昨日。夏が真っ盛りの日。百日紅が咲いている。私はその軽やかな雰囲気を改めて美しいと思っていた。一緒に歩いていた友人に百日紅が好きだと伝えると、「そうだね」とさえない返事が返ってきた。花に対する興味が薄いのかと思ったがそうではなかった。

彼女が百日紅を見てある種の憂いを感じるのには別の理由があった。

1年前まで交際していた男性。その時はすでに彼との別れが近付いていることを感じていた。最後に話した場所は公園だったらしい。会話の間、彼女の横目に終始存在していたのが、隅に佇んでいた鮮やかなピンク色の百日紅の木だったという。彼女が百日紅を見るたびに思い出すのは、その時の心寂しい気持ちなのである。

私はこんなエピソードを聞いて、数十秒間、閉口してしまった。

一本の百日紅、それも同じ場所で、同じ時間に見たときの世界がこんなにも違うなんて。その事実が強烈に感じられた。

私にとって美しい花が、彼女にとっては苦くて心寂しい気持ちを思い出させるモチーフになっている。

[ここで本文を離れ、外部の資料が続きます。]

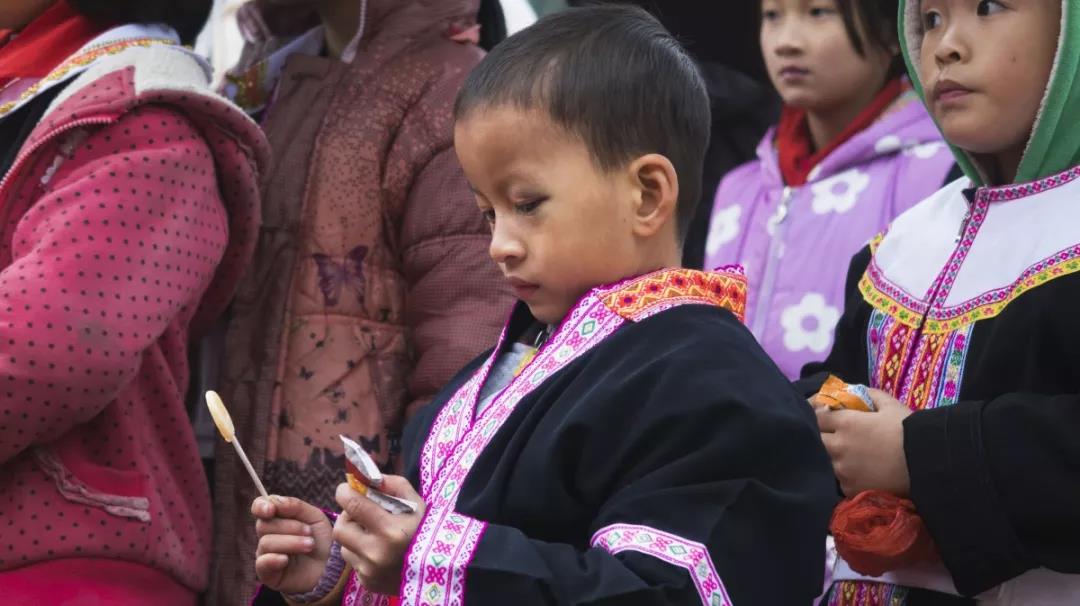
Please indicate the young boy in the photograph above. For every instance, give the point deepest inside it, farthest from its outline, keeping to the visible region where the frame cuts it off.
(963, 317)
(626, 441)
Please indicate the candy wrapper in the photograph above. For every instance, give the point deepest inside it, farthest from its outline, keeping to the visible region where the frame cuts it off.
(364, 476)
(837, 394)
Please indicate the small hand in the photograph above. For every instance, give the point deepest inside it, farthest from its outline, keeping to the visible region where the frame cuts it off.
(867, 448)
(294, 543)
(373, 540)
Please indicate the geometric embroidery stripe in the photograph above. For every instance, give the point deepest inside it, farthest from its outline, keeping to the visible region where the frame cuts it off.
(436, 561)
(956, 357)
(672, 549)
(453, 422)
(926, 371)
(861, 593)
(989, 305)
(356, 595)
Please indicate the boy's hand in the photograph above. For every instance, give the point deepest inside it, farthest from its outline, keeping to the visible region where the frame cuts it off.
(867, 448)
(294, 546)
(373, 540)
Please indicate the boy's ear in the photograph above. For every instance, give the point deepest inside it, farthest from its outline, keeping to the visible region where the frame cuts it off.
(656, 186)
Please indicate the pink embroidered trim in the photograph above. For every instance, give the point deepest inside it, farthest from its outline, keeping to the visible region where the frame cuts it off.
(1010, 192)
(672, 549)
(356, 595)
(445, 542)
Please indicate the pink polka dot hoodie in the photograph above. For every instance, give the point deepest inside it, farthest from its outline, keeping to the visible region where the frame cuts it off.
(124, 225)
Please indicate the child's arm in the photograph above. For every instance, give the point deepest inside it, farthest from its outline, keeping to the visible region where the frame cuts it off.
(295, 548)
(998, 485)
(100, 266)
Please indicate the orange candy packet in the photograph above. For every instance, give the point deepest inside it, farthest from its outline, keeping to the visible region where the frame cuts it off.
(837, 394)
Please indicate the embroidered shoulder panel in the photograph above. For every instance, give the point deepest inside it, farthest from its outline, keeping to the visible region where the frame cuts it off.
(672, 549)
(648, 295)
(899, 305)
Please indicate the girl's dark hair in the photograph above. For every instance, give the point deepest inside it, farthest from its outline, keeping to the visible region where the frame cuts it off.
(186, 16)
(879, 19)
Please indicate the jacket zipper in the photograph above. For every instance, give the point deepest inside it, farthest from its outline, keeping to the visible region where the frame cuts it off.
(778, 225)
(17, 165)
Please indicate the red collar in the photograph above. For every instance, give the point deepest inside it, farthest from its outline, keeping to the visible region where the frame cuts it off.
(795, 148)
(43, 44)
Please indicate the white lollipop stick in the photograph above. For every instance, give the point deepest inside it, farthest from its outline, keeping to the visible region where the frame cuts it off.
(224, 422)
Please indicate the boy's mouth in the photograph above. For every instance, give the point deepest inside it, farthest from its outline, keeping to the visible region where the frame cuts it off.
(522, 288)
(793, 72)
(946, 91)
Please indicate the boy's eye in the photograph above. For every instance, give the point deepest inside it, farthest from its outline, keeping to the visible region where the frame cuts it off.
(931, 21)
(987, 8)
(530, 206)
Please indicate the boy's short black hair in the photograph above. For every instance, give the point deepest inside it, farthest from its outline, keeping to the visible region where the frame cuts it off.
(612, 76)
(186, 16)
(879, 19)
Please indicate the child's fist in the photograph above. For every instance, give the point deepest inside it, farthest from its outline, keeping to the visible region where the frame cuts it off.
(373, 540)
(294, 543)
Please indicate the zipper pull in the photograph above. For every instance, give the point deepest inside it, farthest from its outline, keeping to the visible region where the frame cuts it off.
(782, 211)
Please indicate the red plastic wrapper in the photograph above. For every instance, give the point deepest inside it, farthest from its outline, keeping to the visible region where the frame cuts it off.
(878, 532)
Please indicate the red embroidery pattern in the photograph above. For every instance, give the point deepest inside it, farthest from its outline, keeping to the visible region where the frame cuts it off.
(651, 294)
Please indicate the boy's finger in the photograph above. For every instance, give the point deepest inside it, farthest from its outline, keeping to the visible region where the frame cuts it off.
(826, 418)
(269, 567)
(264, 508)
(287, 544)
(282, 526)
(288, 508)
(832, 444)
(361, 509)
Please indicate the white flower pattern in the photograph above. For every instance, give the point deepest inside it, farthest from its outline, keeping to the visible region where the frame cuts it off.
(839, 193)
(724, 228)
(809, 324)
(925, 151)
(888, 143)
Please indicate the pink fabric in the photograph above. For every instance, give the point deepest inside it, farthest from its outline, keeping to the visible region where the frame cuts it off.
(93, 582)
(373, 284)
(125, 227)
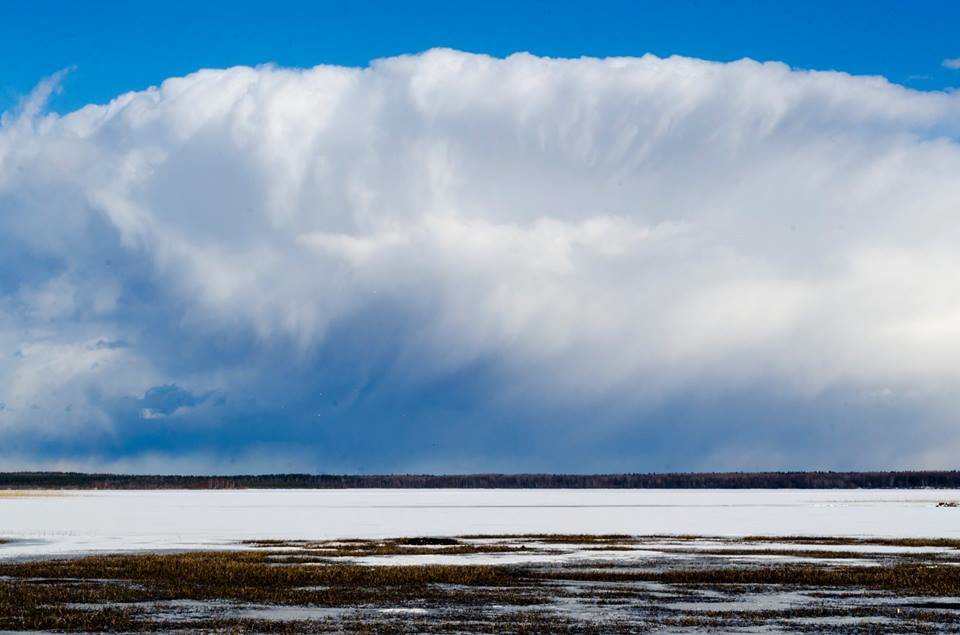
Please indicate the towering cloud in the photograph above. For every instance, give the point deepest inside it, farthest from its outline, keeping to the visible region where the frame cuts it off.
(675, 262)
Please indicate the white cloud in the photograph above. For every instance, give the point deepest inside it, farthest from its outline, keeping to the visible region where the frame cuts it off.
(620, 229)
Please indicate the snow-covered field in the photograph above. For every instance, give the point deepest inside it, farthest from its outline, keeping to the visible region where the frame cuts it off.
(86, 521)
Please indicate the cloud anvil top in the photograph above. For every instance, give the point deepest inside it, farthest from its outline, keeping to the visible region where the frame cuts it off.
(452, 259)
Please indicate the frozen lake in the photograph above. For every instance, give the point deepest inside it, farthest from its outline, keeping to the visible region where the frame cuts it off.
(84, 521)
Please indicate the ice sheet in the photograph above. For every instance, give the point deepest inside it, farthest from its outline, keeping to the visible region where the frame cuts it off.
(89, 521)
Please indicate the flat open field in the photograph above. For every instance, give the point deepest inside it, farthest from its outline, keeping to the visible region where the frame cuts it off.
(481, 561)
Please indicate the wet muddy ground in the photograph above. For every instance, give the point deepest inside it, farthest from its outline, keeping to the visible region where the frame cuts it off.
(498, 584)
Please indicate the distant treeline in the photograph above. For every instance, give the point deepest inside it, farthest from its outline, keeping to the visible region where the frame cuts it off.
(713, 480)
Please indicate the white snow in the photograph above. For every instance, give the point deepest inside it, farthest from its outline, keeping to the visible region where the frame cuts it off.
(89, 521)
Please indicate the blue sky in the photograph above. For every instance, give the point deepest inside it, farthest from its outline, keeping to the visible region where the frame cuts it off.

私たちが目にするものは、その人の経験や今まで受けてきた教育、その時の心の状態によっていくらでも変形され、解釈されるのだ。しかもそれらは意識的に起きているのではない。私たちの脳は、自分がそうしていると意識させることなく、視覚から得たデータを変形させる。

この事実を経験的に体験したことで、こう思った。

もし、この脳の勝手な編集機能を知覚することで、和らげることができたら、私はいろいろな出来事や物事をもっと真っすぐと見ることができるのではないか。これからは、そんなことを考えながらあらゆるものを見て、隣にいる友人の世界を想像していきたい。